Algorithms for pre-processing DAGs do not normally exploit the structural variety in DAGs. As a first step, our approach decomposes the DAG and abstracts away from interconnections between vertices to those between sets of vertices (which we call clusters). Consequently, the pre-processing algorithm operates at a coarser granularity compared to connections between vertices.

Our approach seamlessly adapts the pre-processing overhead based on the size and incidence of clusters in the DAGs and greatly reduces the computational costs of pre-processing from super-cubic to near-linear for sparse graphs. While the proposed framework can be applied to a wide variety of fields, we present its application to the field of computer security which is the focus of our research.

Applications to security

The unified framework has a direct application to the analysis of programs for verifying confidentiality (or integrity) of information.

Consider a program shown in figure 1 where we read 4 inputs (IP1 through IP4) and produce 4 outputs (OP1 through OP4). Each of these inputs could be associated with a privilege level that defines the level of clearance required to access that information.

Similarly, when the outputs of the program are written back, they are stored with an associated privilege level.
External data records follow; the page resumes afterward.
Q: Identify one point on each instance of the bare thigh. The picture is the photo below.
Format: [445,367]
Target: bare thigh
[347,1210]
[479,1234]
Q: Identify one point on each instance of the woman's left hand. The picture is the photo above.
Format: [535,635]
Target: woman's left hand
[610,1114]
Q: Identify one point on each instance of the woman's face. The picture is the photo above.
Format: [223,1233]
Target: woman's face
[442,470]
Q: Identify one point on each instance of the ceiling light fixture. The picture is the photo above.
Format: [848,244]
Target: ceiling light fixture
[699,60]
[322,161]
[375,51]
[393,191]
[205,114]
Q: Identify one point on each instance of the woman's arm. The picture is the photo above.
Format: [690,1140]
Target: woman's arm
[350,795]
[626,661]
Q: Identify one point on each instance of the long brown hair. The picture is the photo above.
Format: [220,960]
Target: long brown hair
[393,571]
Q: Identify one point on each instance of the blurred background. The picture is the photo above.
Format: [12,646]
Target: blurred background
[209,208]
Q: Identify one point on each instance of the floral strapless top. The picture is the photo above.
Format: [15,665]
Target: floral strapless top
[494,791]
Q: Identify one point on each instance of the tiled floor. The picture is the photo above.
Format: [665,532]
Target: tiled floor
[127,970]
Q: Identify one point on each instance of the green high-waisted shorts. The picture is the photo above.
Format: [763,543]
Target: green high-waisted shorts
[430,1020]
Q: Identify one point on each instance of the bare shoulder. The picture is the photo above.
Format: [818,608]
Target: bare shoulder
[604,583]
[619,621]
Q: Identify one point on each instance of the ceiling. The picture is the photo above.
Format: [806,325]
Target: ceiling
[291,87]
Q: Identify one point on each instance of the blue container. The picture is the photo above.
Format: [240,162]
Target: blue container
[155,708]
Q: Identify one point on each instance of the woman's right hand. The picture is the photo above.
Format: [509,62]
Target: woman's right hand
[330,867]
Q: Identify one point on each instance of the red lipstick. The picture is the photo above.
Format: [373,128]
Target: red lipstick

In order to ensure confidentiality is preserved for the inputs, it is necessary that the outputs must have a privilege level that is at least as restrictive as the inputs.

Figure 1: A program reading 4 inputs (marked IP1 through IP4) and producing 4 outputs (marked OP1 through OP4)

Figure 1: A program reading 4 inputs (marked IP1 through IP4) and producing 4 outputs (marked OP1 through OP4)

Normally, discrete privilege levels are ordered using a security lattice to define relative access levels allowed at each privilege level.

For subsequent discussions, let us assume that the privilege levels for the inputs are represented as ip1, ip2, ip3 and ip4 for IP1, IP2, IP3 and IP4 respectively and the output privilege levels are represented as op1, op2, op3 and op4 respectively.

Additionally, let us assume that these levels are ordered over a security lattice. In this context, in order to ensure confidentiality of inputs, it is necessary that glb(ip1, ip2, ip3, ip4) < lub(op1, op2, op3, op4). Here, the least upper bound or lub, greatest lower bound or glb (dual of lub) and < operations correspond to the join, meet (dual of join) and ordering lookups over the lattice that defines an ordering over the discrete privilege levels.

As an example, we now consider two different security lattices defining orderings for these security levels in figure 2 and figure 3. The lattice in figure 2 prohibits flow through the application while the one in figure 3 permits it. The rationale behind these flow decisions is explained as follows.

Figure 2: A security lattice with top and bottom elements that prohibits flow through the application in Figure 1 

Figure 2: A security lattice with top and bottom elements that prohibits flow through the application in Figure 1

In figure 2, the meet of ip1 through ip4 is the Bottom element and join of op1 through op4 is the Top element. This violates the constraint glb(ip1, ip2, ip3, ip4) < lub(op1, op2, op3, op4). Therefore, if we have an ordering over the security levels as described in figure 2, it would lead to a breach of confidentiality of the inputs. 

In figure 3, however, we have X as the meet of the inputs ip1 through ip4 and we have Y as the join of the outputs op1 through op4 that satisfy our constraint for preserving confidentiality of inputs.

Figure 3: A security lattice with top and bottom elements that permits flow through the application in Figure 1 

Figure 3: A security lattice with top and bottom elements that permits flow through the application in Figure 1

As evidenced from the above example, our framework can be relied upon to pre-process security lattices and answer ordering/meet/join lookups in constant time.

These lookups are central to verifying confidentiality and are often the main bottleneck in analysing large pieces of software.

Additionally, real world security lattices are large and complex (more details can be found on the download page) which require efficient algorithms that support these lookups.

References

  • [1] Haixun Wang; Hao He; Jun Yang; Yu, P.S.; Yu, J.X., "Dual Labeling: Answering Graph Reachability Queries in Constant Time," in Data Engineering, 2006. ICDE '06. Proceedings of the 22nd International Conference on , vol., no., pp.75-75, 03-07 April 2006
  • [2] S. K. Dash, S.B. Scholz, B. Christianson and S. Herhut. "A scalable approach to computing Lowest Common Ancestors in Directed Acyclic Graphs", Theoretical Computer Science (TCS), Issue 513, pp. 25-37, November 2013.